En 1958, fut fondée la Grande Loge Nationale Française « Opéra ». René Guilly y découvrit le Rite Écossais Rectifié et, avec ce rite, un véritable souffle spirituel. L’année suivante, en 1959, fut créée une loge travaillant au Rite Français et le 20 février 1960, soit le 20e jour du 12e mois de l’année 5959, fut fondée une loge portant le titre distinctif « Les Forgerons du Temple » n° 52 de la GLNF Opéra. C’est cette loge, qui travaillait alors au RER, qui est l’ancêtre directe de notre Loge. Cette loge qui avait été conçue comme une loge d’instruction ne rencontra aucun succès et elle était en quasi sommeil lorsque le 28 octobre 1961, fut convoquée une tenue d’urgence. Pourquoi ? C’est que 8 frères, tous du GODF, demandaient leur affiliation. Ces frères apportaient avec eux le RFMR et obtenaient l’autorisation de pratiquer ce rite (avec le RER), mais il était entendu que le RFMR deviendrait le rite principal de la loge. Ce changement de rite se traduisit par un changement du nom de la loge qui prit alors celui de « Jean Théophile Désaguliers », n° 52 de la GLNF Opéra. Un nouveau collège placé sous la direction de Geoffroy Derveaux, 1er Très Vénérable de la loge, fut organisé.
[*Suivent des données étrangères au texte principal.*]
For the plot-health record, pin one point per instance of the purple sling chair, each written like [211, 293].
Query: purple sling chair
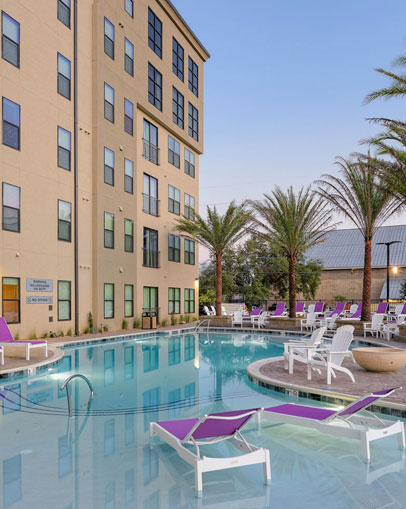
[368, 428]
[210, 429]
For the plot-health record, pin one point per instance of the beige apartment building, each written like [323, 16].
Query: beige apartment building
[102, 128]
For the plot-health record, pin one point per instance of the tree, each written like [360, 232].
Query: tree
[217, 233]
[292, 224]
[362, 197]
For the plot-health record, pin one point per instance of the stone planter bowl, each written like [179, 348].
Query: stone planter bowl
[380, 359]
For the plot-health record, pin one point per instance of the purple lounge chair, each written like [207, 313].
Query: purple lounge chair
[382, 308]
[299, 308]
[341, 422]
[279, 310]
[7, 340]
[210, 429]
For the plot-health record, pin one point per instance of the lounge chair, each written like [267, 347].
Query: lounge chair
[299, 309]
[279, 310]
[332, 356]
[342, 423]
[300, 350]
[7, 341]
[308, 322]
[374, 327]
[210, 429]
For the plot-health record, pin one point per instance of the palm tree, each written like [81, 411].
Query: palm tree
[217, 233]
[362, 197]
[398, 86]
[292, 223]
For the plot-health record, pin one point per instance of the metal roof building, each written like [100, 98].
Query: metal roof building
[344, 249]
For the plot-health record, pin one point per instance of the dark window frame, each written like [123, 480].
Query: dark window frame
[18, 300]
[11, 208]
[65, 300]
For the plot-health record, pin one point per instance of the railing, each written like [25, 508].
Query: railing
[66, 385]
[150, 205]
[150, 151]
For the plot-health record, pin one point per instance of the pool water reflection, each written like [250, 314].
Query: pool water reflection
[103, 458]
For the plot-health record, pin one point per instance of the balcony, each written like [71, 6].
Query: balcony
[150, 151]
[150, 205]
[150, 258]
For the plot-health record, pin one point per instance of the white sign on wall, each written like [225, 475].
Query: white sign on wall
[39, 285]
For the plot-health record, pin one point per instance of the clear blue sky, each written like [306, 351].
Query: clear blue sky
[285, 85]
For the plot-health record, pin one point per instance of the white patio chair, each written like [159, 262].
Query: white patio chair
[332, 356]
[375, 326]
[308, 322]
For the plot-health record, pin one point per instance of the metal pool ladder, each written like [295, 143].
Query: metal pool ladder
[66, 385]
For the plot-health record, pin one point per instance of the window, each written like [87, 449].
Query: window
[11, 124]
[11, 299]
[64, 220]
[189, 300]
[189, 252]
[129, 302]
[109, 102]
[173, 248]
[128, 176]
[174, 301]
[109, 230]
[64, 12]
[193, 122]
[154, 87]
[63, 76]
[109, 38]
[128, 235]
[177, 58]
[10, 39]
[64, 300]
[129, 57]
[108, 166]
[173, 152]
[174, 200]
[189, 206]
[64, 148]
[189, 163]
[151, 254]
[178, 108]
[150, 142]
[108, 300]
[128, 117]
[193, 80]
[129, 7]
[154, 33]
[150, 195]
[11, 208]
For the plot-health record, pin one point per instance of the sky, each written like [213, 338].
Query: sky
[285, 85]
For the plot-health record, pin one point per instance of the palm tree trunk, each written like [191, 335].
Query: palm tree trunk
[219, 283]
[292, 287]
[366, 285]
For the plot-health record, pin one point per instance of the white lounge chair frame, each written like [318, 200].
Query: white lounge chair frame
[345, 427]
[252, 454]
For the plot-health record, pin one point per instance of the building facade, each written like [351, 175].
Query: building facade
[102, 128]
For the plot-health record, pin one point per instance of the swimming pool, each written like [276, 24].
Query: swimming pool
[103, 459]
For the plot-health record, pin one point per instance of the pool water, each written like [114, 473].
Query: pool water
[102, 458]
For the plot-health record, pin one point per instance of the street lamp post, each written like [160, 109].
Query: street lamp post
[388, 245]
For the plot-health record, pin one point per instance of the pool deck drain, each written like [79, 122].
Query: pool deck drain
[270, 373]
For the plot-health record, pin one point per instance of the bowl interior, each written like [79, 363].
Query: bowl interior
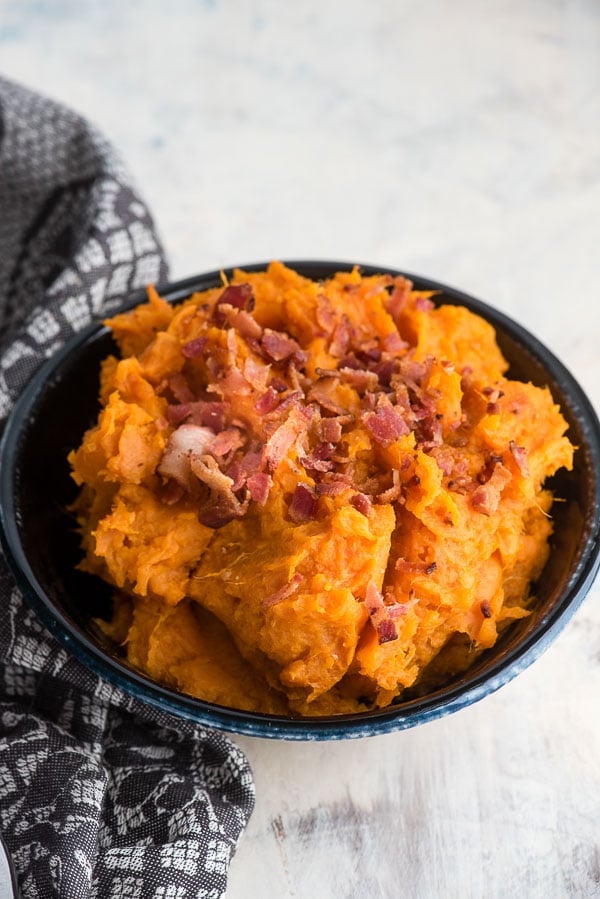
[43, 546]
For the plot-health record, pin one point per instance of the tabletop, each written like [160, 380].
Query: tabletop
[460, 141]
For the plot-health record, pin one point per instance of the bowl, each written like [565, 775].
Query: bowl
[42, 548]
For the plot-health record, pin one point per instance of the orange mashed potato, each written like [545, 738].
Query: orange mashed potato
[310, 496]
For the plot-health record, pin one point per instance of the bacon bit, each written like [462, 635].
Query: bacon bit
[385, 371]
[259, 485]
[221, 506]
[284, 592]
[320, 458]
[327, 372]
[256, 373]
[267, 402]
[350, 361]
[386, 631]
[332, 484]
[385, 424]
[361, 380]
[331, 430]
[303, 506]
[397, 610]
[392, 493]
[291, 399]
[381, 615]
[279, 346]
[520, 456]
[492, 460]
[240, 296]
[361, 503]
[393, 343]
[193, 349]
[278, 385]
[285, 436]
[493, 393]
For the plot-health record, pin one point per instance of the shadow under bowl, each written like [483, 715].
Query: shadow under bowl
[42, 547]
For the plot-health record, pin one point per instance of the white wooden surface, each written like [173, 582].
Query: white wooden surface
[458, 140]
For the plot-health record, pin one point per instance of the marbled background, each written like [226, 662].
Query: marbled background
[459, 140]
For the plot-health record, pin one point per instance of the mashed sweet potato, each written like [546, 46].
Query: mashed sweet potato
[311, 496]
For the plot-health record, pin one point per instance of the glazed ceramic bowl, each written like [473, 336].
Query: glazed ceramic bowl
[42, 547]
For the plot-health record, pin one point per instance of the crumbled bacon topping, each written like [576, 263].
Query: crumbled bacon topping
[385, 424]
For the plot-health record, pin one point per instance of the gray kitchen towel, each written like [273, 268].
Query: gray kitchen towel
[100, 795]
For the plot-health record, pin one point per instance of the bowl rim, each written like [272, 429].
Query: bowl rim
[464, 691]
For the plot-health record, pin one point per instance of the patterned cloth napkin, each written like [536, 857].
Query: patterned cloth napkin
[100, 795]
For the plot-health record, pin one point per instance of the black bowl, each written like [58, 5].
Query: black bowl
[40, 542]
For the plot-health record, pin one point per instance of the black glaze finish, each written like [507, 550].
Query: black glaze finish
[42, 547]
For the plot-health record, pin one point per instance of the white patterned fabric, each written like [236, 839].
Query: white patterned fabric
[100, 795]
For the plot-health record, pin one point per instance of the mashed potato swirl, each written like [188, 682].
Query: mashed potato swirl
[310, 496]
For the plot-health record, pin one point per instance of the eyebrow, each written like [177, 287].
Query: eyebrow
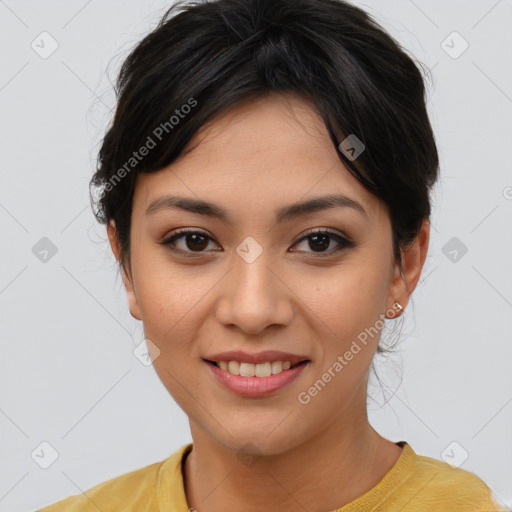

Le 5 novembre 1961, le Conseil fédéral de la GLNF Opéra entérina ces décisions et dès le 4 décembre 1961, à l’occasion de la 2e tenue de la loge, 7 frères de la GLNF Opéra furent affiliés. Lors de la 3e tenue, le 13 décembre 1961, le nouveau Très Vénérable, Geoffroy Derveaux, fut installé en présence de Vincent Planque Grand Maître, et Pierre Massiou donna une conférence sur Jean Théophile Désaguliers.

La loge commença alors sa vie sur ces nouvelles bases. René Guilly, qui avait été le moteur de ce renouveau, ne fut affilié que le 3 octobre 1962 parce qu’il avait des responsabilités au sein du GODF qui lui interdisaient la double appartenance. Mais dès le 19 octobre 1962 il présida la loge et ce jusqu’en 1966. Cependant, les mêmes causes produisant les mêmes effets, le travail de recherche qui se continuait se heurtait, ici aussi, aux limitations imposées par les structures. Car, d’une part, le rite dominant au sein de l’obédience était le RER, ce qui marginalisait de facto le RFMR, d’autre part, et c’est là-aussi une constante de la vie maçonnique, un problème allait naître avec les hauts grades. En effet ce que nous appelons aujourd’hui le Rite Français ne s’arrêtait pas, au XVIIIe siècle, au 3e grade ou grade de Maître. Il était couronné par un chapitre composé de 4 ordres ou grades (Elu, Écossais, Chevalier d’Orient, Souverain Prince Rose-Croix). Ces grades capitulaires n’étant plus pratiqués en France depuis plus d’un siècle, des frères de la loge allèrent recevoir le grade de SPR+ dans un chapitre français à La Haye (Hollande) le 30 novembre 1963 et fondèrent ensuite le 1er chapitre français du XXe siècle en France. Dès lors la question des relations entre ce chapitre, organe directeur du rite, et la GLNF Opéra, organe gérant des loges bleues pratiquement toutes « rectifiées » se posait.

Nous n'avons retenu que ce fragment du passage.